La commission a aussi reporté de 18 mois l'entrée en vigueur d'une réforme des garanties d'origine du biogaz jugée "potentiellement déstabilisatrice pour la filière" tout en permettant aux collectivités d'accéder de façon privilégiée aux garanties d'origine des productions issues de leur territoire (art.6 septies).
Sur la régulation du nucléaire (art.8), la commission a conditionné le relèvement du plafond de l'accès régulé à l'électricité nucléaire historique (Arenh) à la révision de son prix qui devra tenir compte de l'inflation, "pour concilier la stabilité des prix et la juste rémunération du parc historique".

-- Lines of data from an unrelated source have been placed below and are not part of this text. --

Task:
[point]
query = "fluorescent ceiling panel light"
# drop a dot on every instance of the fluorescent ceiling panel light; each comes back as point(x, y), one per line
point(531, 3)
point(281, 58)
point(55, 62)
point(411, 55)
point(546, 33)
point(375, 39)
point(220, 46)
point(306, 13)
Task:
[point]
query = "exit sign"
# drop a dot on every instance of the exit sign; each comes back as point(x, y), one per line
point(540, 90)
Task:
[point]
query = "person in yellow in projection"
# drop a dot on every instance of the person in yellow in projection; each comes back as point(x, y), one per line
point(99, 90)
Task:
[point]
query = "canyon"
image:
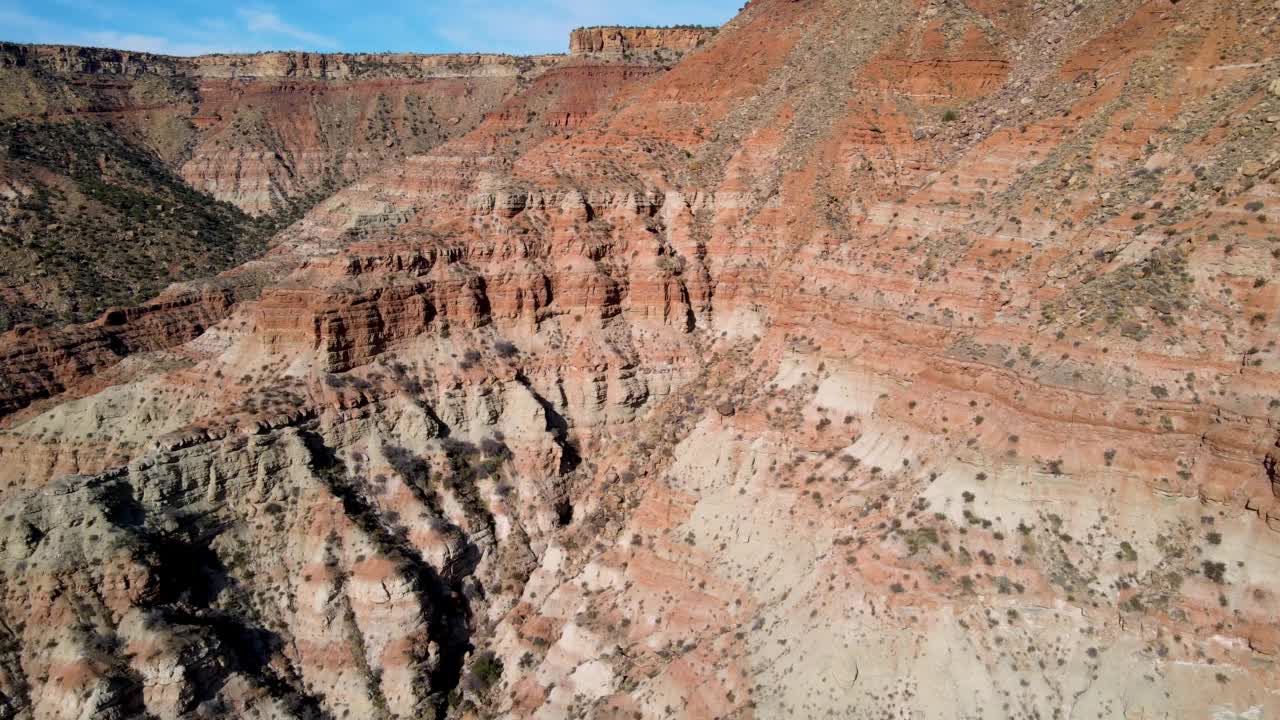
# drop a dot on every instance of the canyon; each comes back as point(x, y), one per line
point(855, 359)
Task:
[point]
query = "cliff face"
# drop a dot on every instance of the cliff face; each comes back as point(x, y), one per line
point(938, 386)
point(270, 133)
point(620, 40)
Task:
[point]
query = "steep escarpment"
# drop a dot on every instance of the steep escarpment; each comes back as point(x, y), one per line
point(624, 40)
point(104, 149)
point(938, 386)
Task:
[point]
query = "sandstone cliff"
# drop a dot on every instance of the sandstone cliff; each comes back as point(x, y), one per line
point(621, 40)
point(940, 386)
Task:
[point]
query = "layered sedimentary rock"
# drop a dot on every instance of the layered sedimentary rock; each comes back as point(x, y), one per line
point(878, 359)
point(620, 40)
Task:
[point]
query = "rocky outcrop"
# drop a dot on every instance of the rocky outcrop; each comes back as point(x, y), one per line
point(759, 390)
point(621, 40)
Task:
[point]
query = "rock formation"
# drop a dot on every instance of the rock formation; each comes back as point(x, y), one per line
point(880, 359)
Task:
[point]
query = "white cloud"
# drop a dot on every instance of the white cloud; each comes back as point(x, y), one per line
point(264, 21)
point(146, 44)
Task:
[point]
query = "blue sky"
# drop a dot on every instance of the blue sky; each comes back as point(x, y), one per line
point(188, 27)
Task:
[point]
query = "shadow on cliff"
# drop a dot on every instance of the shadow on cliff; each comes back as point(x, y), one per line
point(442, 604)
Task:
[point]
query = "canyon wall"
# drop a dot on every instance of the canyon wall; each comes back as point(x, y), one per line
point(620, 40)
point(881, 358)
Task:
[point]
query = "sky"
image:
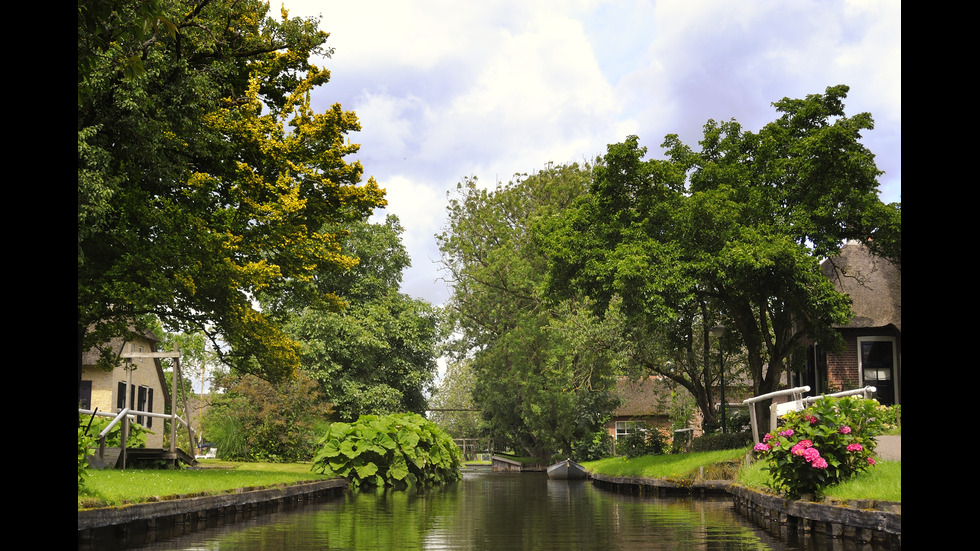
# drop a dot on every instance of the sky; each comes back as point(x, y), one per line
point(449, 89)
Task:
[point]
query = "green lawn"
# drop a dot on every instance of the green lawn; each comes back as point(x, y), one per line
point(674, 466)
point(883, 482)
point(114, 487)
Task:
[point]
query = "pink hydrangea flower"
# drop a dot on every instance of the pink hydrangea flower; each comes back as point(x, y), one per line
point(810, 454)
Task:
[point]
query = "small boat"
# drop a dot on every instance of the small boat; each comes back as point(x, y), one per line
point(566, 470)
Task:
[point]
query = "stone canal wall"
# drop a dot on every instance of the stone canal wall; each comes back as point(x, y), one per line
point(141, 523)
point(858, 521)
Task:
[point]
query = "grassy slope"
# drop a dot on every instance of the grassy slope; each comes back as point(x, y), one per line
point(112, 487)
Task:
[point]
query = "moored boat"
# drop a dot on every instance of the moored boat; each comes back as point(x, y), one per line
point(566, 470)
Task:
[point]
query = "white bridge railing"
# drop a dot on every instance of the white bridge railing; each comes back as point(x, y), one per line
point(124, 416)
point(796, 403)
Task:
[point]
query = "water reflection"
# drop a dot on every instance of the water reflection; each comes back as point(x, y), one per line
point(492, 511)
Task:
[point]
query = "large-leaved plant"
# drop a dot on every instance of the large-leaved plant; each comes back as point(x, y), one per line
point(397, 450)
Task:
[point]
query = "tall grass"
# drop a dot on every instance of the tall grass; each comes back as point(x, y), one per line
point(680, 465)
point(883, 482)
point(115, 487)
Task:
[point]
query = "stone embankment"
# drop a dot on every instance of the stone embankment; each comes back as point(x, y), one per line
point(141, 523)
point(857, 521)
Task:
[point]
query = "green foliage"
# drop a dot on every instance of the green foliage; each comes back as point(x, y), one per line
point(456, 392)
point(719, 441)
point(254, 420)
point(731, 233)
point(592, 447)
point(828, 442)
point(642, 441)
point(377, 356)
point(85, 441)
point(398, 450)
point(204, 175)
point(543, 370)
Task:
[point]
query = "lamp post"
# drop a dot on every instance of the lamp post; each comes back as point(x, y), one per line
point(717, 331)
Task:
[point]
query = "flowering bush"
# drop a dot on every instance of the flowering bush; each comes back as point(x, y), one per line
point(826, 443)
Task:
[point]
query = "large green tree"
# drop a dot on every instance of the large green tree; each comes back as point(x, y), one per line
point(733, 232)
point(377, 356)
point(543, 371)
point(204, 175)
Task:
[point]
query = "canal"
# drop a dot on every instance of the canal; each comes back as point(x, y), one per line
point(489, 511)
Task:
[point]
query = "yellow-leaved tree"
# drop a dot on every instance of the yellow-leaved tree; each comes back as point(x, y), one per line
point(205, 177)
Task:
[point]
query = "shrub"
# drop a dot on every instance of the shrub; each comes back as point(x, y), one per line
point(254, 420)
point(398, 450)
point(828, 442)
point(85, 441)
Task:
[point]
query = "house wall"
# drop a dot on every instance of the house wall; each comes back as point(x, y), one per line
point(105, 389)
point(843, 368)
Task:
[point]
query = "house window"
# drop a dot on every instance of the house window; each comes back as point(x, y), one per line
point(140, 399)
point(141, 404)
point(625, 427)
point(120, 395)
point(85, 395)
point(876, 365)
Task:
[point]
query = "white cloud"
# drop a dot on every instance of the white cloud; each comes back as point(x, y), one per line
point(446, 90)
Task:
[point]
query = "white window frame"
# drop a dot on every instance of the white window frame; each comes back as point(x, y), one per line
point(892, 340)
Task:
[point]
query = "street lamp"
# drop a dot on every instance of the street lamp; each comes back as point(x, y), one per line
point(716, 332)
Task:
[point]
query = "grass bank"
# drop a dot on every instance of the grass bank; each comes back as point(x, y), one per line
point(113, 487)
point(883, 482)
point(116, 487)
point(679, 466)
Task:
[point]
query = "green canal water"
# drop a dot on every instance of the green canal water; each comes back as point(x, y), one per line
point(489, 511)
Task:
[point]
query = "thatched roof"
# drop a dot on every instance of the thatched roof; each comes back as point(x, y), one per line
point(91, 356)
point(873, 283)
point(649, 396)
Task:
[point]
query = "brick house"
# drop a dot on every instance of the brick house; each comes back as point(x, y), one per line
point(137, 384)
point(873, 337)
point(642, 401)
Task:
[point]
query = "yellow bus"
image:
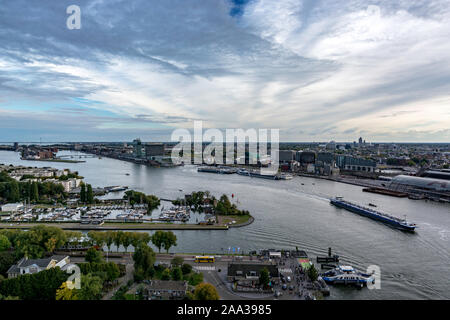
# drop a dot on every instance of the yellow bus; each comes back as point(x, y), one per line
point(204, 259)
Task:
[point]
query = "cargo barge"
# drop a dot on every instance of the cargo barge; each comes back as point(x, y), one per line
point(395, 222)
point(386, 192)
point(219, 170)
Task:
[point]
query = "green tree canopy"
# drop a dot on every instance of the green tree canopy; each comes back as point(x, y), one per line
point(206, 291)
point(93, 255)
point(5, 244)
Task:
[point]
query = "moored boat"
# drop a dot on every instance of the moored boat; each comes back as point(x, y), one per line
point(347, 275)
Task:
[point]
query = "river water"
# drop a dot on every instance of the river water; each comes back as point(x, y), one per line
point(297, 212)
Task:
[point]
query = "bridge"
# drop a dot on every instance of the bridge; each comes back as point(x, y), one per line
point(80, 156)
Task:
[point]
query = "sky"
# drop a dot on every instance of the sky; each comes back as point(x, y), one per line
point(317, 70)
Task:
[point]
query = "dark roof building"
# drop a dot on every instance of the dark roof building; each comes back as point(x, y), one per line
point(246, 271)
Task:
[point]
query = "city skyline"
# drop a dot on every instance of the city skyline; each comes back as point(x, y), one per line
point(318, 71)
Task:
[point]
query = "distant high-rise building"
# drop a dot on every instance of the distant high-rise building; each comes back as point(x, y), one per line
point(154, 150)
point(137, 148)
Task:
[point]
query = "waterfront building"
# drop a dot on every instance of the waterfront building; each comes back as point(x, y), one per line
point(286, 155)
point(165, 290)
point(154, 150)
point(248, 273)
point(350, 163)
point(331, 145)
point(325, 157)
point(31, 266)
point(438, 188)
point(12, 207)
point(137, 148)
point(307, 157)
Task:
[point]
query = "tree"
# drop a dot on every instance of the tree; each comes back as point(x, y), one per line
point(165, 274)
point(177, 261)
point(186, 268)
point(152, 202)
point(109, 239)
point(91, 287)
point(7, 258)
point(65, 293)
point(14, 193)
point(177, 274)
point(144, 259)
point(83, 193)
point(34, 192)
point(98, 237)
point(37, 286)
point(206, 291)
point(158, 239)
point(5, 244)
point(93, 255)
point(127, 239)
point(169, 240)
point(118, 238)
point(89, 195)
point(264, 278)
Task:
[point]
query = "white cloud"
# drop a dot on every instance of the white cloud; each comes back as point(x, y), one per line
point(321, 66)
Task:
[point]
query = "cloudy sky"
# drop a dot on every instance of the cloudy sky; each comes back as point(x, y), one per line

Enfin, pour "mieux accompagner les consommateurs", la commission a prévu la publication mensuelle par la Commission de régulation de l'énergie (CRE) d'un prix dé référence du gaz qui leur servira de point de repère après la disparition des tarifs réglementés (art. 9). Le dispositif obligatoire d'information des ménages en situation de précarité énergétique sur le niveau de leurs consommations a en outre été adapté "pour en assurer la mise en œuvre effective".
Le texte sera débattu par le Sénat en séance publique à partir du 16 juillet.